Es interesante destacar la forma en que la Corte Suprema concibe los efectos de la declaración de una especie vegetal como monumento natural. “Equivale a poner la especie en veda permanente”, dice la Corte, pues la declaración lleva consigo una inviolabilidad o protección absoluta, en cuya virtud ningún ejemplar de la especie, dondequiera que se encuentre, puede ser intervenido de modo alguno ni para ningún fin, excepto para realizar investigaciones científicas (cons. 15). Entonces, al ser declarada una especie como monumento natural ésta queda sustraída del comercio jurídico (pasa a ser una cosa incomerciable).

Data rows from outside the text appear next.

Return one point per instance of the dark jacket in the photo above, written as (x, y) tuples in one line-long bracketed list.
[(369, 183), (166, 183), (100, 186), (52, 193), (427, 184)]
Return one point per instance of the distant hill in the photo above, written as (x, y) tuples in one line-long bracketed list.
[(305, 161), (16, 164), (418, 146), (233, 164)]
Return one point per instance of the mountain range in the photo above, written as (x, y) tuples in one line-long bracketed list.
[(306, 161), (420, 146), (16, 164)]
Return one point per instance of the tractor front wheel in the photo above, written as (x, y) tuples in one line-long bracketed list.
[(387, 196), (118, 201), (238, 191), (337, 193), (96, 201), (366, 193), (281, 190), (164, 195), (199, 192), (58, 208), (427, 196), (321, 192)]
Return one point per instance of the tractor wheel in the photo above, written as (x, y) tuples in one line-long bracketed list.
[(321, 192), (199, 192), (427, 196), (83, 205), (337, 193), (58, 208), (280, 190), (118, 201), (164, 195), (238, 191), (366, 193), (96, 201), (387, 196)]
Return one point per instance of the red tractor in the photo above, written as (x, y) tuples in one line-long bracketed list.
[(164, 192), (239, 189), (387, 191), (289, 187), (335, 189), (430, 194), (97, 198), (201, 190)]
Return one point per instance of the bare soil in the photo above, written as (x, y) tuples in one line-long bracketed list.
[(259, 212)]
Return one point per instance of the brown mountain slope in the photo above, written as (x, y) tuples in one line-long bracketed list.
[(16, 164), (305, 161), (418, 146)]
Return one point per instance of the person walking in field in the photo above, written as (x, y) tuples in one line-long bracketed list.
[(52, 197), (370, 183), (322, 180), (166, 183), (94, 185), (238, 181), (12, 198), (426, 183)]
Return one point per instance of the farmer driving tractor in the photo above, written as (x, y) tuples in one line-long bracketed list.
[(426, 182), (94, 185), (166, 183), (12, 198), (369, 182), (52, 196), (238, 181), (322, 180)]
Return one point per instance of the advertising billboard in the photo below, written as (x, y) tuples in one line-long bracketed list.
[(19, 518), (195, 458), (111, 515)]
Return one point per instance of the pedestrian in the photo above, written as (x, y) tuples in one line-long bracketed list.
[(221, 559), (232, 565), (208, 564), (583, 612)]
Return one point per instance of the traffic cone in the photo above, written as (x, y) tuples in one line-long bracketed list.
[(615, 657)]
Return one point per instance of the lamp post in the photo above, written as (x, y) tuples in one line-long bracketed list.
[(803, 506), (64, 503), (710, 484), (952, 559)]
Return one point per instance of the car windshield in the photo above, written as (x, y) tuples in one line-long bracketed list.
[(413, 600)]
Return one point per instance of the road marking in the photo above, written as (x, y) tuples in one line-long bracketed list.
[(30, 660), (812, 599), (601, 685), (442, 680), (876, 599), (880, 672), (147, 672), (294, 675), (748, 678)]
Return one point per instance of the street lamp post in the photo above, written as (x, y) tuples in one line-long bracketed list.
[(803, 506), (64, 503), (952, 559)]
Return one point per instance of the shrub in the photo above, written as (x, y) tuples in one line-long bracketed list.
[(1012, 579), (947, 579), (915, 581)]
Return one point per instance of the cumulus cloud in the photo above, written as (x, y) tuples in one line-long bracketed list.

En este punto, el pronunciamiento también es relevante en una dimensión ajena a la del fallo: de aceptar que en sí mismas las restricciones de explotación o aprovechamiento de ciertos bienes fuesen constitutivas de un daño, ¿cómo cuantificarlo? El muy temprano fallo Abalos (Corte Suprema, 10 de diciembre de 1889) ya apuntaba precisamente sobre una circunstancia análoga, pues para determinar el valor de los sandiales destruidos (destrucción que en ese caso perseguía evitar la propagación de una epidemia de cólera que azotaba a la provincia de Aconcagua), más allá del rigor técnico asociado al dictamen de peritos, la Corte Suprema exige que debería atenderse al “provecho que sus dueños pudieran reportar de ellos, teniendo en cuenta las circunstancias de haber estado prohibido el espendio de su fruta hasta el 8 de marzo de 1887”. Como puede apreciarse, resulta muy difícil valorizar el “daño” que supuestamente irroga un acto que provoca la incomerciabilidad de una cosa; desde que la cosa misma carece de valor, resulta contrario a la lógica que el daño se traduzca en la pérdida de valor de la cosa.

Parece que, si fuese necesario identificar un daño relevante para efectos de la responsabilidad, éste habría de situarse más que en el objeto cuya comercialización se suprime, en el efecto que eso conlleva en la persona de su titular. Sin perjuicio de la necesidad de efectuar un análisis más detenido de esta cuestión, me arriesgo a pensar que este efecto equivale en alguna medida a una incapacidad especial de goce. La medida reduce en una proporción relevante los atributos de la personalidad de aquel que tiene cierta titularidad sobre el objeto devenido incomerciable. Mi impresión es que en el fallo Galletué –a diferencia de lo ocurrido en el fallo Lolco– se entendieron correctamente estos conceptos, en la medida que el daño fue individualizado no como la pérdida de la propiedad de los árboles sino más bien como la pérdida del giro de una unidad de negocios que sólo servía para la explotación de la araucaria. Ahora bien, si este análisis se mostrase correcto, por su naturaleza este perjuicio estaría más cerca del daño moral que otra cosa, lo que también debería tener alguna incidencia en su forma de valorización.